Laut der Modezeitschrift „Cosmopolitan“ ist es „das kontroverseste Dirndl„(externer Link) der diesjährigen Saison: das seit kurzem erhältliche Dirndl von Adidas, lieferbar in Schwarz und Weiß, wobei viele Größen auf der Homepage des Sportwaren-Herstellers schon ausverkauft sind. Was ist dran an der Aufregung?
Platzpatrone „Wiesn-Tracht“-Tradition
Bayerische Traditionalisten, wie zum Beispiel die in Berlin erscheinende Tageszeitung „Welt“, beklagen ein „Verhunzen“ (externer Link) und sehen reines Profitstreben am Werk: „Echte Verbundenheit mit bayerischer Tradition sieht anders aus. Statt der jahrhundertealten Symbolik von Tracht scheint es hier vor allem um den schnellen Profit zu gehen. Kultur wird zur Ware, Identität zum Produkt.“
Unter einem Video der Münchner Influencerin Lina Sophie (externer Link), die ihr sportliches Dirndl zur Schau stellt, ist auch nicht jeder ein Fan: „Auf dem Land wäre das nichts“, heißt es da.

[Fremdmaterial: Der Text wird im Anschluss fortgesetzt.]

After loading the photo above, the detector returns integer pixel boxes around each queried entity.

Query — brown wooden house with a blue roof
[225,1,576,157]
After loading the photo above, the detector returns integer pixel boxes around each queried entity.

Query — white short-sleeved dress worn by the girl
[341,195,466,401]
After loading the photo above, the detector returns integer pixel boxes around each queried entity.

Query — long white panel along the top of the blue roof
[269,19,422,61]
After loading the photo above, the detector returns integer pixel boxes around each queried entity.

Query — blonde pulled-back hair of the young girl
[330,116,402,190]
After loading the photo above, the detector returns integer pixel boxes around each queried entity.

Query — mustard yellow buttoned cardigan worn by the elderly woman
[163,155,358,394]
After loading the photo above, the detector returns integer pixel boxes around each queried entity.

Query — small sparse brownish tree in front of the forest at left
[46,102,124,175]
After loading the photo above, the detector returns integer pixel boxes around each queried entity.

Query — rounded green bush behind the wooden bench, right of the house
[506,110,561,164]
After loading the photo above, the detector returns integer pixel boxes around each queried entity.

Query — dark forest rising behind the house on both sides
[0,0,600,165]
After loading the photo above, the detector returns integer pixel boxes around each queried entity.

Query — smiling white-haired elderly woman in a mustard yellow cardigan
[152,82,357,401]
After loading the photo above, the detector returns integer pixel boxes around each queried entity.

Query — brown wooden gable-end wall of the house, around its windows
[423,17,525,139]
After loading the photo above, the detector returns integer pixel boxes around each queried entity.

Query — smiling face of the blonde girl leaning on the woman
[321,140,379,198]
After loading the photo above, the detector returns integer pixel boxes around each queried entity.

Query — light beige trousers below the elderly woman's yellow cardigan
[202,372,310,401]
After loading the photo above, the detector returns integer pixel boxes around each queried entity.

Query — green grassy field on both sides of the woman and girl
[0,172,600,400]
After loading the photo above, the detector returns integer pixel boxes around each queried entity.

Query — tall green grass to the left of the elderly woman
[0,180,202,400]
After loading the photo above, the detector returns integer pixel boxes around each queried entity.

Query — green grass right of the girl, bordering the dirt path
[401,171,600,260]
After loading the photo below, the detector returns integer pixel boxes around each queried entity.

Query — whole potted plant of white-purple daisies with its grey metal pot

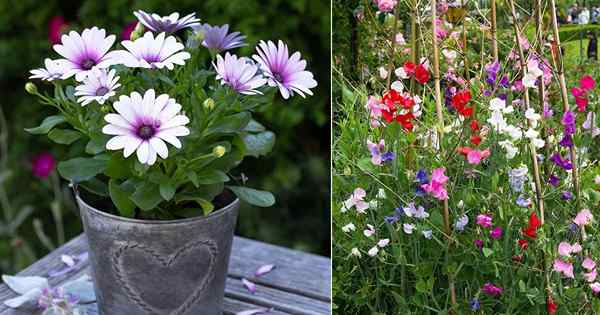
[26,10,317,315]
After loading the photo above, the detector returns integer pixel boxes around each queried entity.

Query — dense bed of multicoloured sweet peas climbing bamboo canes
[333,0,600,314]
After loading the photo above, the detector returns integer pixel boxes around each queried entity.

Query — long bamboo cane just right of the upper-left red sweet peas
[431,0,456,306]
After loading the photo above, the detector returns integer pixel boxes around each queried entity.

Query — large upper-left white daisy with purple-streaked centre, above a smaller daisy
[53,26,118,81]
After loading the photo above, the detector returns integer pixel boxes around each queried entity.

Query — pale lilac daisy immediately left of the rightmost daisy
[213,53,267,95]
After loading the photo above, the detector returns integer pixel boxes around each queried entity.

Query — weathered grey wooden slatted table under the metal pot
[0,235,331,315]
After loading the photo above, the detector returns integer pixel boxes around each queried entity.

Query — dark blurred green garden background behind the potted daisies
[0,0,330,273]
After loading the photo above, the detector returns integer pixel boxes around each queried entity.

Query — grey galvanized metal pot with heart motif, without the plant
[76,194,239,315]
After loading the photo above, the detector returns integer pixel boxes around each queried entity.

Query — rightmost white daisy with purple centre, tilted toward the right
[253,41,317,99]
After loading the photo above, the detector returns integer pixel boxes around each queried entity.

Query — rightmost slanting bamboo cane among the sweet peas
[550,0,585,215]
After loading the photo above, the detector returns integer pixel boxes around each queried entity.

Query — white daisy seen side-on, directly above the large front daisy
[116,32,191,70]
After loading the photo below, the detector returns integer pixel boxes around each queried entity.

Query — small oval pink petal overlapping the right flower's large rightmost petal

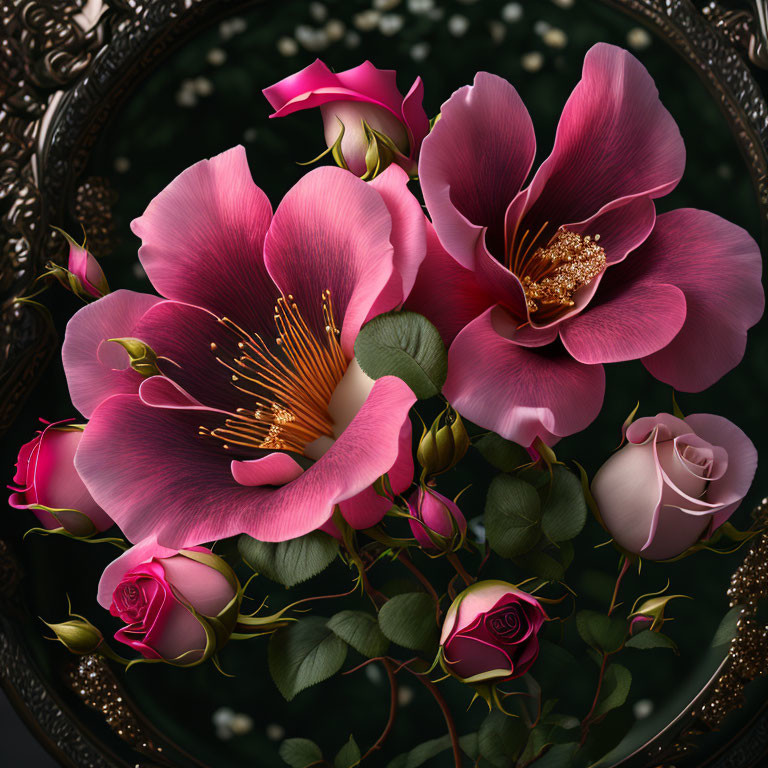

Statt so einem Kleid „könnte man mit einem Jogginganzug auch gleich gehen“. Für manche wäre es sogar „fast schon eine Beleidigung“, so etwas zu tragen.
Offenbar hat sich nicht herumgesprochen, dass das Dirndl keineswegs mit einer jahrhundertelangen Tradition aufwartet, sondern eine Erfindung des 19. Jahrhundert ist. Die Modehistorikerin Simone Egger erklärt: „Das kam so, dass im Laufe des 19. Jahrhunderts München wirklich zu einer Großstadt geworden ist. Vor allen Dingen, weil junge Menschen aus dem Umland zugezogen sind, die auf der Suche nach Arbeit waren. Und von ihrem Verdienst haben sie sich dann so etwas gekauft. Und das haben sie wieder mit ins Oberland transportiert, wo wir es heute in der Form noch sehen.“
Die Wiesn-„Tracht“ kommt nicht vom Dorf, sondern war erst Sommerbekleidung für die städtische, modische Dame, bevor es dann ins Oberland wanderte und dort mit Silberkette und schwarzem Mieder bis heute getragen wird. Das schwere Geschütz, eine kulturelle Tradition missbraucht zu haben, ist also eher eine Platzpatrone.
Logo? Mehr davon!
Wie sieht denn das Sport-Festgewand nun eigentlich aus? Es gibt es nur in den zwei Varianten – weiß und schwarz, als Zweiteiler: Kleid mit Ärmeln und Schürze. Hervorstechendes Merkmal: sehr, sehr viel Logo. Natürlich die drei Streifen auf dem Oberteil, die Schürze über und über bedeckt mit dem blattförmigen Logo, das natürlich auch am Reißverschluss prangt.
Das zitiert einen nicht ganz taufrischen Trend der Modeindustrie der letzten Jahre, nämlich das Firmenlogo sehr groß, mit Strass oder als Muster überall auf die Handtasche oder den Trainingsanzug zu drucken. Lange Zeit haben Louis Vuitton oder Gucci damit Geld gescheffelt, allerdings fallen ihre Umsätze gerade.
Quiet luxury ist das Adidas-Dirndl also nicht. Noch dazu, da auf der Firmenseite das Sport-Gewand mit Turnschuhen und Socken mit noch mehr Logo als Ausgeh-Outfit empfohlen wird. Die mutmaßliche Zielgruppe: Der Prenzlauer-Berg-Hippster, der mit einem ironischen Lächeln auf die Wiesn geht. Aber die Wiesn-Wirte haben ein großes Herz, die lassen mutmaßlich auch die Spree-Franken-Dirndl rein.
Ein „bierfestes“ Dirndl
Adidas ist nicht das einzige Streetware-Label, das sich versucht zu diversifizieren, also mehr Märkte als den Sportplatz für sich zu gewinnen. Auch das Label Highsnobiety hat zusammen mit Lodenfrey ein Dirndl designt – als Teil einer größeren Oktoberfest-Kollektion. Es wirbt damit, dass ihr Dirndl dank Gore-Tex „beer-proof“, also bierfest sei. Allerdings wurde das gute Stück nur in drei Exemplaren hergestellt, ist also eher Marketing als Marktlücke.